La relación entre la calidad de la enseñanza y la prosperidad general de un país es compleja. En sus mejores años, la URSS gozaba de un sistema educativo acreditado y especialmente puntero en campos como las Matemáticas, la Física o las Ciencias. Las orquestas soviéticas brillaban por su precisión técnica; el ajedrez era terreno exclusivo de los mejores especialistas nacionales; los avances en la alfabetización fueron espectaculares en cuestión de unas pocas décadas. Sin embargo, la Rusia socialista jamás alcanzó los estándares occidentales de bienestar. Cuando a mediados de los años noventa Josep Prats, gestor del fondo Abante European Quality, viajó a Siberia para estudiar las oportunidades que ofrecía invertir en aquel país, se encontró con una realidad que recordaba a la divertida comedia Ninotchka, dirigida por Lubitsch: «Visité la bella ciudad de Magnitogorsk, sede de la siderúrgica Magnitogorsk Metalkombinat „nos cuenta en una entrada de su blog„ cuyo producto estrella eran los tanques que derrotaron a Hitler y que constituían una muestra muy peculiar de lo que se entiende por producción de bajo coste: no tenían coste de energía puesto que, ya que las eléctricas no les pagaban las facturas, ellos tampoco; y algo parecido ocurría con los costes de transporte y la compañía de ferrocarril».

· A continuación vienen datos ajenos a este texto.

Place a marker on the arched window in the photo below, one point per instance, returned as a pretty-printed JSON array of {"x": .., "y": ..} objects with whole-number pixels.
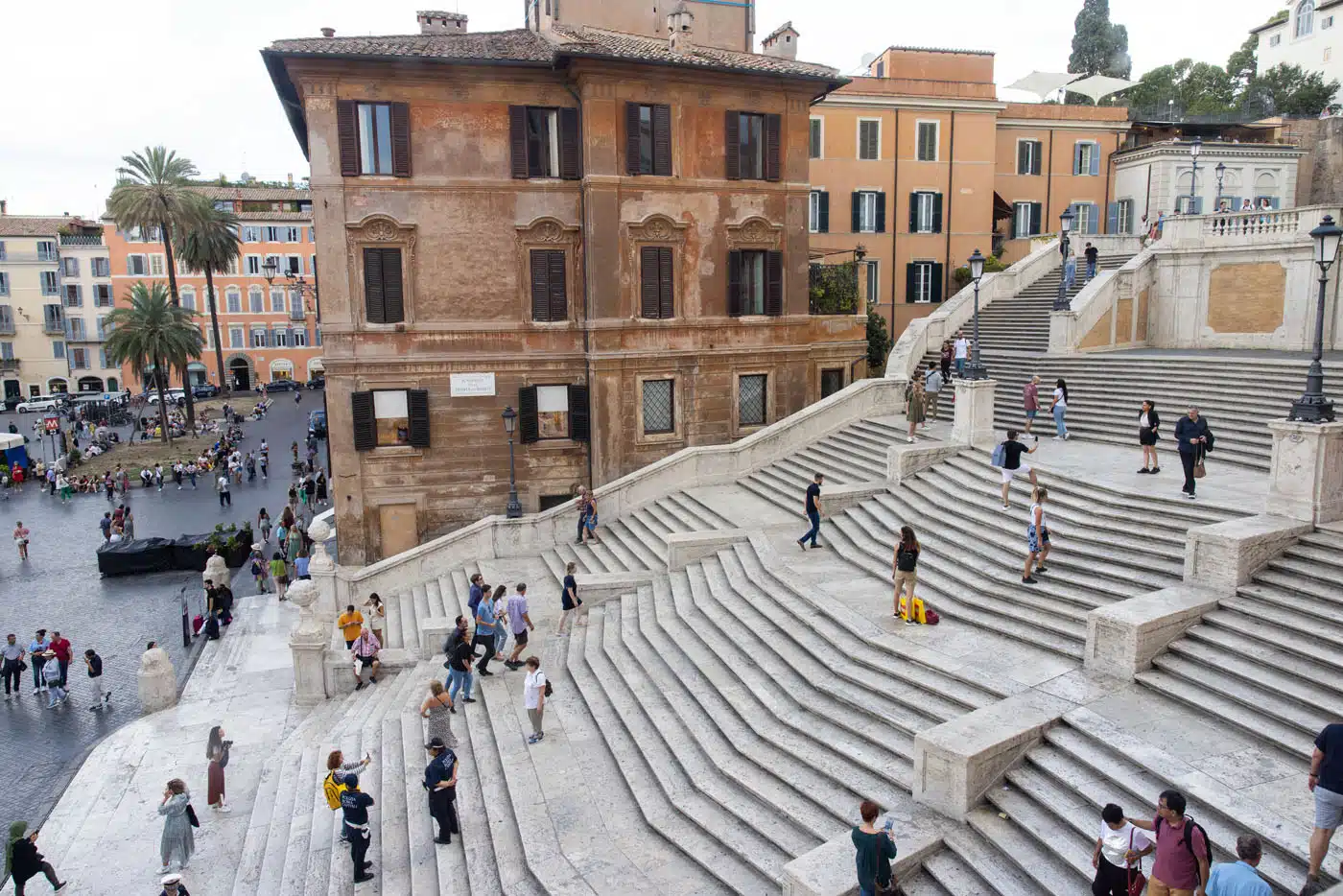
[{"x": 1305, "y": 17}]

Historias similares se podrían contar de otros muchos lugares donde el nivel educativo no casa con la eficiencia productiva ni con la racionalidad industrial. La Cuba castrista, por ejemplo; o Filipinas, un país que suma a la pobreza el mayor número de estudiantes universitarios del sudeste asiático. El caso contrario, en cambio, no es inusual: «Cuando Corea del Sur inició el despegue en 1950, su tasa de analfabetismo era superior a la de Etiopía», explica Joe Studwell en How Asia Works. ¿Qué decir de la España de la década de los 50 y 60? ¿El desarrollo fue la consecuencia de las mejoras educativas o de las decisiones políticas que facilitaron la llegada de inversiones y la apertura de la economía? Se desprende una doble moraleja: por un lado, la escuela necesita establecer lazos con el mercado „y con la industria„ para así poder desplegar su potencial y evitar que los estudiantes no caigan posteriormente en el subempleo (o se vean obligados a emigrar); por otro, en el mundo popperiano de las sociedades abiertas, la enseñanza debe insertarse dentro del gran tapiz de la globalización.

En España llevamos tres décadas tirándonos los trastos a la cabeza por las leyes educativas. Como sabemos „y no se cansan de repetirlo los informes internacionales„ la polarización ideológica sólo ha servido para perpetuar unos precarios resultados académicos, lejos de las medias de la OCDE. A pesar de ello, España ha logrado ensanchar de un modo notable las bases del bienestar y modernizar su economía. En comparación con el pasado más reciente, cabe preguntarse qué papel desempeñará en las próximas décadas la calidad del sistema educativo. Y la respuesta es que probablemente la mediocridad ya no nos sirva. La especialización técnica se ha convertido en un factor clave para la productividad, al igual que el trabajo cooperativo, la capacidad de resolver problemas y la imaginación creativa. Las tecnologías que van imponiéndose exigirán la adopción de nuevas habilidades sociales. Saber buscar la información y poder analizarla con sentido marcará una línea divisoria entre los buenos y los malos estudiantes. De la lectura pasamos rápidamente a la multilectura, con la estadística como nuevo lenguaje rey. Llegados a un determinado nivel de desarrollo económico, el crecimiento plantea de forma necesaria un pacto con la inteligencia. Es el tiempo de la gran política.